One wrong-headed belief many people have is that they’ll lose weight just by exercising. The trouble is, you can burn a significant amount of energy by physical effort only if you’re in a great shape to begin with; otherwise, you can exert yourself for hours and still burn what amounts to (literally) just three or four bites of food. The key is to figure out a regime of exercise that makes you eat less, not more, which I managed; I’m not sure if this is possible for everyone, though.
There are insane amounts of sugar in almost any sweet-tasting drink, more insane than most people perceive them to be even if they’ve read the figures on the labels. (I don’t really perceive those awful artificial sweeteners as “sweet.”) The pictures on sugarstacks.com are worth checking out. One would do well to develop a feeling of disgust towards anything that’s liquid and sweet-tasting. All this holds even for the hip and supposedly healthy pure fruit juices.
Carbonated water can be a fairly satisfying zero-calorie substitute for sweet drinks and beer. Try looking for Eastern European brands that are sold in ethnic deli stores. They’re far superior to anything mass-marketed in North America.
Losing even a modest amount of weight can dramatically lower your alcohol tolerance. After losing something like 11-12 pounds, I realized that it took about half as much booze as before to get me drunk, and caused more severe hangovers. (Some of that was also due to less drinking in general during these months, but this can’t possibly account for the whole effect.)
(This one I’d known even earlier.) Chin-ups are by far the most cost-effective way of working out for people with very little time and/or willpower. Just a doing a few sets every day every now and then while you’re going around the house is enough to see rapid results. Again, this might be a genetic quirk of mine, not a universal law.
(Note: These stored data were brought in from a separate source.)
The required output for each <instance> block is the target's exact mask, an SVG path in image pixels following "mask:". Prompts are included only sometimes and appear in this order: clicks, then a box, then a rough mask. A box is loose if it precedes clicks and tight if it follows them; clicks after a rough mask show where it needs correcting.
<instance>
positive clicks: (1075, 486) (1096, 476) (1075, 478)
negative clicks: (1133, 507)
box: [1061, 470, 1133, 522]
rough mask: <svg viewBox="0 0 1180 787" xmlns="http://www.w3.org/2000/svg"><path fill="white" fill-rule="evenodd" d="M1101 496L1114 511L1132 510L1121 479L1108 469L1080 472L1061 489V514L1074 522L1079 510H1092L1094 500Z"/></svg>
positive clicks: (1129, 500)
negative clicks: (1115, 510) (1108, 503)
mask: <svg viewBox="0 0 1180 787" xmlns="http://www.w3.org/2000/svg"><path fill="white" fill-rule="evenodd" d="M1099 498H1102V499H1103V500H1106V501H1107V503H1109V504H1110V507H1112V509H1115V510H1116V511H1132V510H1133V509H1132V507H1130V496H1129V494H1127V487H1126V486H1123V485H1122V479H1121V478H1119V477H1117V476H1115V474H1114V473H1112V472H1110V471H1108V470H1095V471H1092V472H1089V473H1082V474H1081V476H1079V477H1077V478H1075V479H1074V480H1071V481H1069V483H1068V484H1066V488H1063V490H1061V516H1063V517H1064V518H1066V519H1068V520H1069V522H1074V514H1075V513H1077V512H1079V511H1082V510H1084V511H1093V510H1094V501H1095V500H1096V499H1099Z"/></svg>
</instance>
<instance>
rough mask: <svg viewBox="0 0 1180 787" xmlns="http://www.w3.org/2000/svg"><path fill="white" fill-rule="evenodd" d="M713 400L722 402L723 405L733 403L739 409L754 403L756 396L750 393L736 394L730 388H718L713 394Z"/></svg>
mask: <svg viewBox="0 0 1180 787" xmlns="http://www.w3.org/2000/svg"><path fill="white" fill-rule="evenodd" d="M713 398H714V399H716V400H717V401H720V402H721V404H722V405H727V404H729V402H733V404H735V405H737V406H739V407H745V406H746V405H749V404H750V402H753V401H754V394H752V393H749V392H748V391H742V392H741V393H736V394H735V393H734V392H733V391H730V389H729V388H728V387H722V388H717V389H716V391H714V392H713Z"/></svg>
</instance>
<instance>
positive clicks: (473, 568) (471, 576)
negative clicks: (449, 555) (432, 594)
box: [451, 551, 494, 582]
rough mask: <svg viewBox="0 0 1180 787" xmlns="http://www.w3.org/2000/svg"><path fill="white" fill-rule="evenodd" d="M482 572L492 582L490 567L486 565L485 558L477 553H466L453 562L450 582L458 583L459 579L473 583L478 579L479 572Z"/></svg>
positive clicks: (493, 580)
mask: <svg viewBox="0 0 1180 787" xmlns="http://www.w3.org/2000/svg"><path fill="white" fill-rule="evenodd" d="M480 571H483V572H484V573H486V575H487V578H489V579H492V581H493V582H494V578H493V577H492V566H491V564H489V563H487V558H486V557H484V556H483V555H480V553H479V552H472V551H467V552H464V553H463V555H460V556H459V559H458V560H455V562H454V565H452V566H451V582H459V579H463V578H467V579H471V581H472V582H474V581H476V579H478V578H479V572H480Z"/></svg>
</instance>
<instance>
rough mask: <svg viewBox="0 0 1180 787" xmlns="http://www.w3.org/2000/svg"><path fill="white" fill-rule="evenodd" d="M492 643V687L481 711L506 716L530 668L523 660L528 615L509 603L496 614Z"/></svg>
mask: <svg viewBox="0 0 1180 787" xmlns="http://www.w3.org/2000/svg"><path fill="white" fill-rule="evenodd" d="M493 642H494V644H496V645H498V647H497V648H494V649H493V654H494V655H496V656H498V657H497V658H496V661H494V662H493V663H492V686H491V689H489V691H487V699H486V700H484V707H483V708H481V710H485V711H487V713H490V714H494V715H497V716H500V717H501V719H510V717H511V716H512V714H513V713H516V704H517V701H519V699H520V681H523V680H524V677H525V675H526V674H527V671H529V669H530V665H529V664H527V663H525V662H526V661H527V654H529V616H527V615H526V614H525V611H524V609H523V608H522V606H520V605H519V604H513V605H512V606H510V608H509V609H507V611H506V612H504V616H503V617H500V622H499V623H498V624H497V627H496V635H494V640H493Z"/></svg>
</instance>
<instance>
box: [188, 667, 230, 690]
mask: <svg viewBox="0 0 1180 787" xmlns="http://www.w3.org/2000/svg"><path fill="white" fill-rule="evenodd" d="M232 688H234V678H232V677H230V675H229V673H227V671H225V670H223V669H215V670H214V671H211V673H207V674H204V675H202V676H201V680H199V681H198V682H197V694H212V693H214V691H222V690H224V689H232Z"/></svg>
i’d supplement with dips so you aren’t encouraging an imbalance in upper body muscles. you can get straps that hang from your chinup bar to do them on if there’s nothing convenient around.
According to wikipedia, dips mostly work the “triceps, with major synergists being the anterior deltoid, the pectoralis muscles (sternal, clavicular, and minor), and the rhomboid muscles of the back (in that order). ”
Aren’t those all upper body muscles too?
An imbalance in upper body muscles indicates more development in particular muscle groups in the upper body while neglecting the other upper body muscles that balance them. This can lead to posture problems and in the worst case injury.
Why does exercising when unfit burn fewer calories? Is it because you cannot exercise as intensely?
sfb:
Pretty much, both when it comes to the maximum power you can exert and the time you can sustain it. To take a very extreme example, Michael Phelps can exercise intensely enough to burn almost 10,000 calories in a few hours every day (of course, there’s a large genetic component to it). An average couch potato would likely collapse before managing to burn the equivalent of a single Starbucks muffin in a stretch.